A retirada dos militares norte-americanos do Afeganistão foi desencadeada sem consulta nem aviso prévio aos aliados europeus dos EUA. Daí que na UE se volte a falar na necessidade de criar uma capacidade de defesa autónoma.

O alto-representante para a Política Externa e de Segurança da UE, Josep Borrell, assim como vários ministros europeus, falaram em acionar o art.º 44º do Tratado. Este artigo permite a formação de uma coligação de Estados membros para criar uma força militar de intervenção rápida.

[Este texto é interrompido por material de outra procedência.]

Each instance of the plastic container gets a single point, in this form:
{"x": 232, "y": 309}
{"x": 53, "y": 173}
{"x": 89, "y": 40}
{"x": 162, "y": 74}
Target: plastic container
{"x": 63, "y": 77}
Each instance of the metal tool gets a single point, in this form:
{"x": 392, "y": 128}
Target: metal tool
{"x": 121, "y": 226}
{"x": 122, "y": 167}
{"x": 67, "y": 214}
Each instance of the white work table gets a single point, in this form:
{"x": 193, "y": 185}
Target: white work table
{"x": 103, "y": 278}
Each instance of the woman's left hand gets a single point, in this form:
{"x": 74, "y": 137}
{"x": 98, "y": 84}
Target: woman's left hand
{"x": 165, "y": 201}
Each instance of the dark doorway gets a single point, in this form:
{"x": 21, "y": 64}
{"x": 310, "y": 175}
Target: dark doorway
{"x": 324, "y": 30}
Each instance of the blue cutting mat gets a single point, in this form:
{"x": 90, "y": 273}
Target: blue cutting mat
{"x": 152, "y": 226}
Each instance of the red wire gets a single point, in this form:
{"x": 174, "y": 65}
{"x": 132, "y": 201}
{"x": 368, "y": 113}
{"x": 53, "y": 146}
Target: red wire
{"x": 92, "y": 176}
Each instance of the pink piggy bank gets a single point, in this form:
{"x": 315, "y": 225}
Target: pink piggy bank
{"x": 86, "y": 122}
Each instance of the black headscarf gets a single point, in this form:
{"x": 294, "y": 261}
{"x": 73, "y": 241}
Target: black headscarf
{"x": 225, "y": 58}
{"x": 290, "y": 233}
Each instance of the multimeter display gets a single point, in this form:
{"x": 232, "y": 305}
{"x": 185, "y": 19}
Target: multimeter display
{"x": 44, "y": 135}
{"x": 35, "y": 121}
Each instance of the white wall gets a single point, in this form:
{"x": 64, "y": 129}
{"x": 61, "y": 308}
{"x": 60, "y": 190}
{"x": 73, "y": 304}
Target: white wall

O presidente de França, Macron, tem insistido em repensar a NATO e em criar na UE uma autonomia estratégica no plano militar. Os 27 Estados membros propuseram-se acordar uma estratégia comum de defesa no Conselho Europeu previsto para março do próximo ano. Mas a concretização de uma defesa europeia está recheada de falsas partidas.

A primeira falsa partida aconteceu em 1954. Os seis países que criaram a Comunidade Europeia do Carvão e do Aço em 1952 (Bélgica, Holanda, Luxemburgo, França, Itália e Alemanha) avançaram para uma Comunidade Europeia de Defesa (CED).

O projeto foi até incentivado pelos EUA. Perante a ameaça soviética, Washington queria, então, que os alemães recuperassem alguma capacidade militar. Só que na Assembleia Nacional francesa os votos dos deputados gaullistas e dos comunistas chumbaram em 1954 a CED. A integração europeia iria prosseguir sobretudo no campo económico.

Depois deste falhanço inicial surgiu uma organização autónoma de defesa, a União da Europa Ocidental, (UEO), que teve um diplomata português como secretário-geral, José Cutileiro. Mas a UEO acabaria por ser integrada na UE, no pilar de Defesa e Segurança.

Nesse âmbito sucederam-se as tentativas, nunca concretizadas, de formar forças europeias de intervenção rápida. Nem em áreas como uma certa uniformização dos equipamentos militares se conseguiram avanços significativos. Entretanto, a saída do Reino Unido privou a UE do país mais credível na área militar.

É justo dizer que os EUA, se por um lado insistiam com os europeus para gastarem mais em defesa, por outro lado manifestavam nervosismo com as iniciativas de defesa europeia, receando que prejudicassem a NATO.

E se é verdade que os EUA impulsionaram a integração europeia após o fim da II guerra mundial, convém não esquecer a crise do Suez, em 1956. Nessa altura Israel, França e Reino Unido declararam guerra ao Egito de Nasser, que nacionalizara o canal do Suez.

Mas o Presidente dos EUA, Eisenhower, desautorizou a iniciativa, fazendo-a abortar. Esta humilhação europeia pelos EUA estimulou o aparecimento da CEE no ano seguinte – mas sem o Reino Unido.

No problema da defesa do lado europeu pesou e pesa a questão financeira. Veja-se a lentidão com que os países europeus da NATO, nomeadamente a Alemanha, se têm aproximado do objetivo de gastarem em defesa 2% do PIB.

As forças armadas da UE, incluindo a França nas suas intervenções em África, dependem dos EUA sobretudo no domínio da “intelligence” (serviços secretos) e da logística.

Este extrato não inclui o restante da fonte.